Rechercher

/ languages

Choisir langue
 

Entretien

Michel Beuret, spécialiste des relations sino-africaines

Article publié le 11/02/2009 Dernière mise à jour le 11/02/2009 à 17:11 TU

« La Chine est le plus grand pays en développement du monde et elle vient en aide au continent qui compte le plus grand nombre de pays en développement ». Ce slogan date du premier forum de coopération de la Chine en Afrique qui a été organisé à Pékin en 2000. Il est aujourd’hui répété avec force par les autorités chinoises à l’occasion de la visite de Hu Jintao en Afrique.

Interview avec Michel Beuret, coauteur de Chinafrique aux éditions Grasset.

RFI : Hu Jintao se rend au Mali, au Sénégal, en Tanzanie et Maurice… Pourquoi ces quatre pays ?

Michel Beuret : On ne sait jamais vraiment pourquoi. Aujourd’hui « la Chinafrique » est un système de relations entre Pékin et 49 des 53 pays que compte le continent. Ce qu’on peut dire en revanche, c’est que le Sénégal est certainement une date symboliquement très importante. Le Sénégal fait partie des pays qui ont tourné leur veste. Autrefois, Dakar était l’allié de Taiwan et a fini par renoncer à ce lien au profit de Pékin en 2005. C’est la première visite de Hu Jintao au Sénégal : c’est donc une visite importante. L’île Maurice a également un intérêt stratégique pour les Chinois notamment parce qu’on est proche de zones françaises et donc de l’Union européenne. Les Chinois produisent dans l’Océan Indien et ils aimeraient bien profiter pour certaines entreprises d’un label européen. La présence chinoise dans la région est ancienne, notamment à Madagascar, et il y aura sûrement des questions à ce sujet à Port-Louis. 

RFI : La bataille d’influence Taipei - Pékin en Afrique est-elle terminée ?

M.B. : La bataille pour l’asphyxie à distance de Taiwan a été en partie remportée, car Pékin a des moyens beaucoup plus importants que Taipei. Cette politique du chéquier est menée par la Chine un peu partout dans le monde et pas seulement en Afrique. Les autorités taïwanaises ont d’ailleurs pratiqué la même chose, mais avec moins de moyens. Et résultat : le Malawi a retourné sa veste ! C’est en réalité la fin d’une longue bataille menée depuis les indépendances. Pékin s’est arrangé pour séduire de plus en plus de pays en Afrique, de manière à ce  qu’ils votent en sa faveur à l’assemblée générale de l’Onu. Ca a été le cas et, depuis 1971, Taiwan n’a plus de siège à l’ONU.                        

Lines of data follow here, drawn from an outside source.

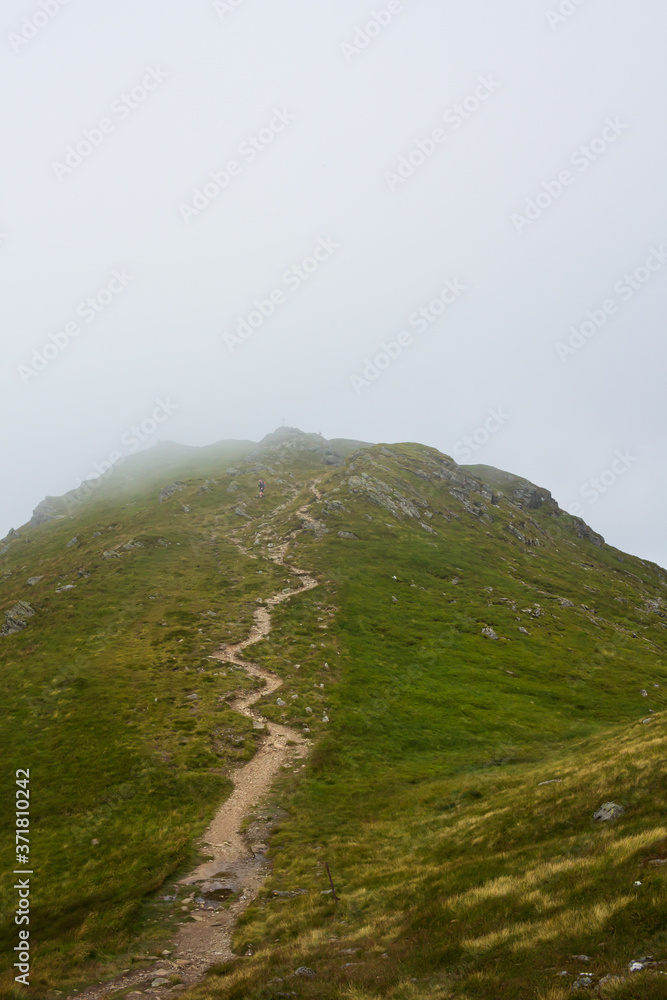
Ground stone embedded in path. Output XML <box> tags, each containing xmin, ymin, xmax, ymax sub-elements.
<box><xmin>593</xmin><ymin>802</ymin><xmax>625</xmax><ymax>823</ymax></box>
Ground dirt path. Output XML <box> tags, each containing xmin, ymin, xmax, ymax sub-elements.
<box><xmin>73</xmin><ymin>480</ymin><xmax>320</xmax><ymax>1000</ymax></box>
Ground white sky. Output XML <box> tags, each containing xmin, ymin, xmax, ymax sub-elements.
<box><xmin>0</xmin><ymin>0</ymin><xmax>667</xmax><ymax>566</ymax></box>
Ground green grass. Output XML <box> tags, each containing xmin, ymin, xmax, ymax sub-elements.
<box><xmin>0</xmin><ymin>445</ymin><xmax>667</xmax><ymax>1000</ymax></box>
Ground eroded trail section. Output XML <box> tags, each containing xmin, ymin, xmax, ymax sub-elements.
<box><xmin>176</xmin><ymin>564</ymin><xmax>317</xmax><ymax>983</ymax></box>
<box><xmin>70</xmin><ymin>480</ymin><xmax>320</xmax><ymax>1000</ymax></box>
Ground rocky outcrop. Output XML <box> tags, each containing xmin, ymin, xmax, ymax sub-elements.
<box><xmin>0</xmin><ymin>601</ymin><xmax>35</xmax><ymax>635</ymax></box>
<box><xmin>258</xmin><ymin>427</ymin><xmax>364</xmax><ymax>465</ymax></box>
<box><xmin>28</xmin><ymin>497</ymin><xmax>62</xmax><ymax>527</ymax></box>
<box><xmin>158</xmin><ymin>479</ymin><xmax>185</xmax><ymax>503</ymax></box>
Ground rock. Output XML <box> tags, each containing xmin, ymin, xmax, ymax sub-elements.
<box><xmin>322</xmin><ymin>500</ymin><xmax>347</xmax><ymax>515</ymax></box>
<box><xmin>628</xmin><ymin>955</ymin><xmax>655</xmax><ymax>972</ymax></box>
<box><xmin>158</xmin><ymin>479</ymin><xmax>185</xmax><ymax>503</ymax></box>
<box><xmin>570</xmin><ymin>972</ymin><xmax>593</xmax><ymax>990</ymax></box>
<box><xmin>0</xmin><ymin>601</ymin><xmax>35</xmax><ymax>635</ymax></box>
<box><xmin>30</xmin><ymin>497</ymin><xmax>62</xmax><ymax>528</ymax></box>
<box><xmin>593</xmin><ymin>802</ymin><xmax>625</xmax><ymax>823</ymax></box>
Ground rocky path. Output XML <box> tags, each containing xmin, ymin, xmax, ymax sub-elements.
<box><xmin>66</xmin><ymin>480</ymin><xmax>320</xmax><ymax>1000</ymax></box>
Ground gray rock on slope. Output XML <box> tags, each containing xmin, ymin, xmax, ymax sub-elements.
<box><xmin>593</xmin><ymin>802</ymin><xmax>625</xmax><ymax>823</ymax></box>
<box><xmin>0</xmin><ymin>601</ymin><xmax>35</xmax><ymax>635</ymax></box>
<box><xmin>158</xmin><ymin>479</ymin><xmax>185</xmax><ymax>503</ymax></box>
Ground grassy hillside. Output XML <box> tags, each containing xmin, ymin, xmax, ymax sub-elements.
<box><xmin>0</xmin><ymin>434</ymin><xmax>667</xmax><ymax>1000</ymax></box>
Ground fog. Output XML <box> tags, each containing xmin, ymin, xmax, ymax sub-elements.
<box><xmin>0</xmin><ymin>0</ymin><xmax>667</xmax><ymax>566</ymax></box>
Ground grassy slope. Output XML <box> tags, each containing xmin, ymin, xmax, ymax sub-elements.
<box><xmin>188</xmin><ymin>447</ymin><xmax>667</xmax><ymax>1000</ymax></box>
<box><xmin>0</xmin><ymin>446</ymin><xmax>667</xmax><ymax>1000</ymax></box>
<box><xmin>0</xmin><ymin>453</ymin><xmax>308</xmax><ymax>992</ymax></box>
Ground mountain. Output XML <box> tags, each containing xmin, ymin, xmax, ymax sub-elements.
<box><xmin>0</xmin><ymin>428</ymin><xmax>667</xmax><ymax>1000</ymax></box>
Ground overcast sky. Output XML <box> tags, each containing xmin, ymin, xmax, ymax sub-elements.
<box><xmin>0</xmin><ymin>0</ymin><xmax>667</xmax><ymax>566</ymax></box>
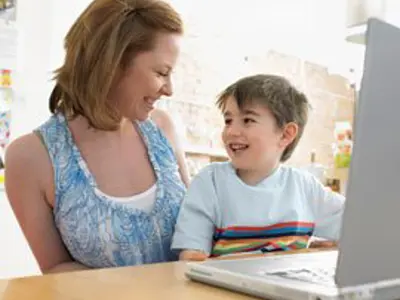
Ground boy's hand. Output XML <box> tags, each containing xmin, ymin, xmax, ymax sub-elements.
<box><xmin>179</xmin><ymin>250</ymin><xmax>208</xmax><ymax>261</ymax></box>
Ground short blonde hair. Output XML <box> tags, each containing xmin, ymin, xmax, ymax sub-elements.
<box><xmin>49</xmin><ymin>0</ymin><xmax>183</xmax><ymax>130</ymax></box>
<box><xmin>217</xmin><ymin>74</ymin><xmax>310</xmax><ymax>162</ymax></box>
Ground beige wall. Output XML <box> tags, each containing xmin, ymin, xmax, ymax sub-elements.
<box><xmin>160</xmin><ymin>0</ymin><xmax>353</xmax><ymax>177</ymax></box>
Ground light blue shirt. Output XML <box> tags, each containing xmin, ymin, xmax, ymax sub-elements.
<box><xmin>172</xmin><ymin>162</ymin><xmax>344</xmax><ymax>253</ymax></box>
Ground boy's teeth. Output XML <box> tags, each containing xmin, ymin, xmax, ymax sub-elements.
<box><xmin>231</xmin><ymin>144</ymin><xmax>247</xmax><ymax>150</ymax></box>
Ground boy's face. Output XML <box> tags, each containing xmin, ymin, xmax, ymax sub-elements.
<box><xmin>222</xmin><ymin>97</ymin><xmax>286</xmax><ymax>172</ymax></box>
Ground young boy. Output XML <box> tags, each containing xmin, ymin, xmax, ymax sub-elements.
<box><xmin>172</xmin><ymin>75</ymin><xmax>344</xmax><ymax>260</ymax></box>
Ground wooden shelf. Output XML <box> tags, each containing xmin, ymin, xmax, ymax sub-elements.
<box><xmin>184</xmin><ymin>146</ymin><xmax>228</xmax><ymax>158</ymax></box>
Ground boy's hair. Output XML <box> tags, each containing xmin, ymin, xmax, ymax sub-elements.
<box><xmin>49</xmin><ymin>0</ymin><xmax>183</xmax><ymax>130</ymax></box>
<box><xmin>217</xmin><ymin>74</ymin><xmax>310</xmax><ymax>162</ymax></box>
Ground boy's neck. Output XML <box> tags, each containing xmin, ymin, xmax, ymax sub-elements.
<box><xmin>236</xmin><ymin>161</ymin><xmax>280</xmax><ymax>185</ymax></box>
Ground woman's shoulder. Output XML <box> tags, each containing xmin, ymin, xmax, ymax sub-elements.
<box><xmin>4</xmin><ymin>132</ymin><xmax>52</xmax><ymax>192</ymax></box>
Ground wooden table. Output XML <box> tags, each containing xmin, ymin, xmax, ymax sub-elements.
<box><xmin>0</xmin><ymin>250</ymin><xmax>332</xmax><ymax>300</ymax></box>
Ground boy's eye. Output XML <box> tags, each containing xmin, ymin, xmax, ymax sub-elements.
<box><xmin>225</xmin><ymin>119</ymin><xmax>232</xmax><ymax>125</ymax></box>
<box><xmin>243</xmin><ymin>118</ymin><xmax>255</xmax><ymax>124</ymax></box>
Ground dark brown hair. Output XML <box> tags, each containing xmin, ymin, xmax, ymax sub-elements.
<box><xmin>217</xmin><ymin>74</ymin><xmax>310</xmax><ymax>162</ymax></box>
<box><xmin>49</xmin><ymin>0</ymin><xmax>183</xmax><ymax>130</ymax></box>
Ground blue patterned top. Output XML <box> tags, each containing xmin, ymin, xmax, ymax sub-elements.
<box><xmin>37</xmin><ymin>114</ymin><xmax>185</xmax><ymax>268</ymax></box>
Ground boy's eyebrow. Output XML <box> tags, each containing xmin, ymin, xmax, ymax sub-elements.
<box><xmin>243</xmin><ymin>109</ymin><xmax>260</xmax><ymax>117</ymax></box>
<box><xmin>224</xmin><ymin>111</ymin><xmax>232</xmax><ymax>117</ymax></box>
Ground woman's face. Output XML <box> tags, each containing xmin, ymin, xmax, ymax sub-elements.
<box><xmin>111</xmin><ymin>33</ymin><xmax>180</xmax><ymax>121</ymax></box>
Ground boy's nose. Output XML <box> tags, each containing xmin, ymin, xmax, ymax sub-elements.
<box><xmin>227</xmin><ymin>125</ymin><xmax>242</xmax><ymax>136</ymax></box>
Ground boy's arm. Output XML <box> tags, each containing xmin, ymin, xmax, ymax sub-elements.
<box><xmin>171</xmin><ymin>170</ymin><xmax>217</xmax><ymax>260</ymax></box>
<box><xmin>310</xmin><ymin>177</ymin><xmax>345</xmax><ymax>242</ymax></box>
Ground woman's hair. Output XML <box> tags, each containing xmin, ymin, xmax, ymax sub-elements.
<box><xmin>49</xmin><ymin>0</ymin><xmax>183</xmax><ymax>130</ymax></box>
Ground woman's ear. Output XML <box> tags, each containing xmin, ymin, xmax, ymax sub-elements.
<box><xmin>280</xmin><ymin>122</ymin><xmax>299</xmax><ymax>148</ymax></box>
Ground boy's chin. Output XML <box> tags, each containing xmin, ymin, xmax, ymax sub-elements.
<box><xmin>231</xmin><ymin>158</ymin><xmax>251</xmax><ymax>171</ymax></box>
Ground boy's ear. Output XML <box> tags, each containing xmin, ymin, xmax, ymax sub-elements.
<box><xmin>280</xmin><ymin>122</ymin><xmax>299</xmax><ymax>148</ymax></box>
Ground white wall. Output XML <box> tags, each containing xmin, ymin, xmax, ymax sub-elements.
<box><xmin>11</xmin><ymin>0</ymin><xmax>90</xmax><ymax>138</ymax></box>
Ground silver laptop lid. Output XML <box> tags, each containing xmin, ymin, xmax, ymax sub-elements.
<box><xmin>336</xmin><ymin>19</ymin><xmax>400</xmax><ymax>286</ymax></box>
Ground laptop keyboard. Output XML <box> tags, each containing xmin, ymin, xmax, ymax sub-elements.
<box><xmin>264</xmin><ymin>266</ymin><xmax>335</xmax><ymax>286</ymax></box>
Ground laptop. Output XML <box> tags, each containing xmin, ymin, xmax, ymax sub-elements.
<box><xmin>186</xmin><ymin>18</ymin><xmax>400</xmax><ymax>300</ymax></box>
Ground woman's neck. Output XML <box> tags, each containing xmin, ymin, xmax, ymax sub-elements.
<box><xmin>69</xmin><ymin>116</ymin><xmax>136</xmax><ymax>141</ymax></box>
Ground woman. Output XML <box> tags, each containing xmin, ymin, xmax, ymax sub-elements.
<box><xmin>5</xmin><ymin>0</ymin><xmax>188</xmax><ymax>273</ymax></box>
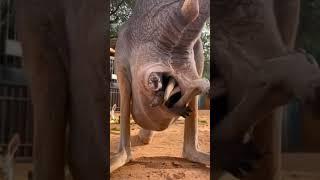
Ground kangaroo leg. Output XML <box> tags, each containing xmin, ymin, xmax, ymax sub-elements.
<box><xmin>110</xmin><ymin>67</ymin><xmax>131</xmax><ymax>172</ymax></box>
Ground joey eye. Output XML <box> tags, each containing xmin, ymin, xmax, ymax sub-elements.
<box><xmin>148</xmin><ymin>72</ymin><xmax>162</xmax><ymax>91</ymax></box>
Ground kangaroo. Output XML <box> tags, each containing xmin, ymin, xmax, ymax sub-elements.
<box><xmin>0</xmin><ymin>134</ymin><xmax>20</xmax><ymax>180</ymax></box>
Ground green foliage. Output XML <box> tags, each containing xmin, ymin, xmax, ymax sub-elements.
<box><xmin>110</xmin><ymin>0</ymin><xmax>134</xmax><ymax>38</ymax></box>
<box><xmin>297</xmin><ymin>0</ymin><xmax>320</xmax><ymax>63</ymax></box>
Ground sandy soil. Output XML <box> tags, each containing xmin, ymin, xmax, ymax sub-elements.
<box><xmin>110</xmin><ymin>111</ymin><xmax>210</xmax><ymax>180</ymax></box>
<box><xmin>4</xmin><ymin>111</ymin><xmax>320</xmax><ymax>180</ymax></box>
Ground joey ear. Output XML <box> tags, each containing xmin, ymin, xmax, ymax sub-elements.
<box><xmin>8</xmin><ymin>134</ymin><xmax>20</xmax><ymax>157</ymax></box>
<box><xmin>181</xmin><ymin>0</ymin><xmax>199</xmax><ymax>22</ymax></box>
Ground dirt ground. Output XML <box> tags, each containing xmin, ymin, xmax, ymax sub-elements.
<box><xmin>0</xmin><ymin>108</ymin><xmax>320</xmax><ymax>180</ymax></box>
<box><xmin>110</xmin><ymin>111</ymin><xmax>210</xmax><ymax>180</ymax></box>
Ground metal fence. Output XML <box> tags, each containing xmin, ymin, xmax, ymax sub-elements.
<box><xmin>0</xmin><ymin>0</ymin><xmax>33</xmax><ymax>161</ymax></box>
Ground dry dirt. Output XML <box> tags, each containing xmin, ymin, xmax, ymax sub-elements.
<box><xmin>110</xmin><ymin>111</ymin><xmax>210</xmax><ymax>180</ymax></box>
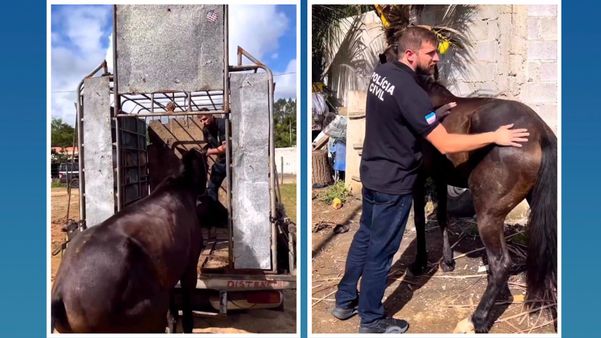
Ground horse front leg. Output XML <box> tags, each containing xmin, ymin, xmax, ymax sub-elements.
<box><xmin>409</xmin><ymin>175</ymin><xmax>428</xmax><ymax>275</ymax></box>
<box><xmin>455</xmin><ymin>215</ymin><xmax>511</xmax><ymax>332</ymax></box>
<box><xmin>435</xmin><ymin>178</ymin><xmax>455</xmax><ymax>272</ymax></box>
<box><xmin>181</xmin><ymin>264</ymin><xmax>197</xmax><ymax>333</ymax></box>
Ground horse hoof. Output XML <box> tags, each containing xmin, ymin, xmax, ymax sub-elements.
<box><xmin>409</xmin><ymin>263</ymin><xmax>428</xmax><ymax>276</ymax></box>
<box><xmin>440</xmin><ymin>261</ymin><xmax>455</xmax><ymax>272</ymax></box>
<box><xmin>453</xmin><ymin>318</ymin><xmax>476</xmax><ymax>333</ymax></box>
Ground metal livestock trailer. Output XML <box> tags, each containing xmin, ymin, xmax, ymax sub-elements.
<box><xmin>72</xmin><ymin>5</ymin><xmax>296</xmax><ymax>324</ymax></box>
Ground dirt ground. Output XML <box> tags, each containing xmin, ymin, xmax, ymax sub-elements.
<box><xmin>311</xmin><ymin>189</ymin><xmax>555</xmax><ymax>333</ymax></box>
<box><xmin>51</xmin><ymin>188</ymin><xmax>296</xmax><ymax>333</ymax></box>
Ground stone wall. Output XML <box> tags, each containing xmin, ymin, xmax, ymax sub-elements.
<box><xmin>448</xmin><ymin>5</ymin><xmax>559</xmax><ymax>132</ymax></box>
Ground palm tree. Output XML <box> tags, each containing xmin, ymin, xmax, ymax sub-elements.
<box><xmin>312</xmin><ymin>5</ymin><xmax>476</xmax><ymax>98</ymax></box>
<box><xmin>374</xmin><ymin>5</ymin><xmax>477</xmax><ymax>81</ymax></box>
<box><xmin>311</xmin><ymin>5</ymin><xmax>371</xmax><ymax>82</ymax></box>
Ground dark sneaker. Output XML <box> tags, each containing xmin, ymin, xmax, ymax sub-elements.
<box><xmin>332</xmin><ymin>301</ymin><xmax>359</xmax><ymax>320</ymax></box>
<box><xmin>359</xmin><ymin>318</ymin><xmax>409</xmax><ymax>333</ymax></box>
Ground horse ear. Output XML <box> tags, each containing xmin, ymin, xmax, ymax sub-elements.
<box><xmin>173</xmin><ymin>146</ymin><xmax>188</xmax><ymax>159</ymax></box>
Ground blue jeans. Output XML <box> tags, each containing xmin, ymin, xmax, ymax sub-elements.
<box><xmin>336</xmin><ymin>187</ymin><xmax>413</xmax><ymax>325</ymax></box>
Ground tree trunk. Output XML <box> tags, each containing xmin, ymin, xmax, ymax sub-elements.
<box><xmin>311</xmin><ymin>150</ymin><xmax>334</xmax><ymax>187</ymax></box>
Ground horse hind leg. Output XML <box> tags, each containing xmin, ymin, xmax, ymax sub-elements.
<box><xmin>409</xmin><ymin>175</ymin><xmax>428</xmax><ymax>276</ymax></box>
<box><xmin>472</xmin><ymin>214</ymin><xmax>511</xmax><ymax>332</ymax></box>
<box><xmin>181</xmin><ymin>264</ymin><xmax>198</xmax><ymax>333</ymax></box>
<box><xmin>436</xmin><ymin>179</ymin><xmax>455</xmax><ymax>272</ymax></box>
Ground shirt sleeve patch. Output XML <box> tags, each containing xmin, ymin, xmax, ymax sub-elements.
<box><xmin>426</xmin><ymin>112</ymin><xmax>436</xmax><ymax>124</ymax></box>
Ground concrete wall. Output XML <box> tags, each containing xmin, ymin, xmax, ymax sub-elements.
<box><xmin>275</xmin><ymin>147</ymin><xmax>298</xmax><ymax>175</ymax></box>
<box><xmin>448</xmin><ymin>5</ymin><xmax>559</xmax><ymax>132</ymax></box>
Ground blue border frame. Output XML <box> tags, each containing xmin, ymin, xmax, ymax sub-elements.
<box><xmin>0</xmin><ymin>1</ymin><xmax>48</xmax><ymax>337</ymax></box>
<box><xmin>7</xmin><ymin>0</ymin><xmax>601</xmax><ymax>338</ymax></box>
<box><xmin>297</xmin><ymin>0</ymin><xmax>311</xmax><ymax>338</ymax></box>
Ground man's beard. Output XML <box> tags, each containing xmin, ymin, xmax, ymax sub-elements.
<box><xmin>415</xmin><ymin>64</ymin><xmax>436</xmax><ymax>75</ymax></box>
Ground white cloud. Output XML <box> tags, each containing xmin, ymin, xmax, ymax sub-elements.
<box><xmin>274</xmin><ymin>59</ymin><xmax>296</xmax><ymax>100</ymax></box>
<box><xmin>229</xmin><ymin>5</ymin><xmax>288</xmax><ymax>64</ymax></box>
<box><xmin>51</xmin><ymin>5</ymin><xmax>296</xmax><ymax>124</ymax></box>
<box><xmin>50</xmin><ymin>6</ymin><xmax>112</xmax><ymax>124</ymax></box>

RFI : Cela fait des années que la Chine s’intéresse à l’Afrique. Peut-on parler d’une banalisation de cette présence chinoise ?

M.B. : On a été frappé depuis la fin des années 90 par la présence de ces entreprises chinoises en très forte expansion. On s’est demandé ce qui les distinguait des compagnies venues d’autres pays. Ensuite on s’est aperçu qu’à force de s’implanter en Afrique, les Chinois ont fini par rencontrer les mêmes difficultés. Ils ont dû mettre les mains dans le cambouis. Pékin dit : « On veut un partenariat gagnant-gagnant. On veut parler d’égal à égal avec les africains ». Or, beaucoup de pays affirment la même chose en fin de compte. C’est le cas de l’Union européenne, de la France, de l’Inde ou encore du Brésil. Du point de vue du discours, il y a donc peu de différences. D’autant que la Chine elle-même est attaquée sur ce terrain. On sait que des Chinois ont été victimes d’attaques en Ethiopie ou encore récemment au Soudan, au Niger et au Nigéria. A mesure que les Chinois accèdent au ‘continent mystérieux’ comme on disait au temps d’Henri Stanley, eh bien, ils mettent les pieds sur des terrains parfois minés. Ils découvrent que pour agir, il faut faire un peu comme les autres, c'est-à-dire il faut faire appel à des armées privées pour protéger certains territoires utiles, etc. 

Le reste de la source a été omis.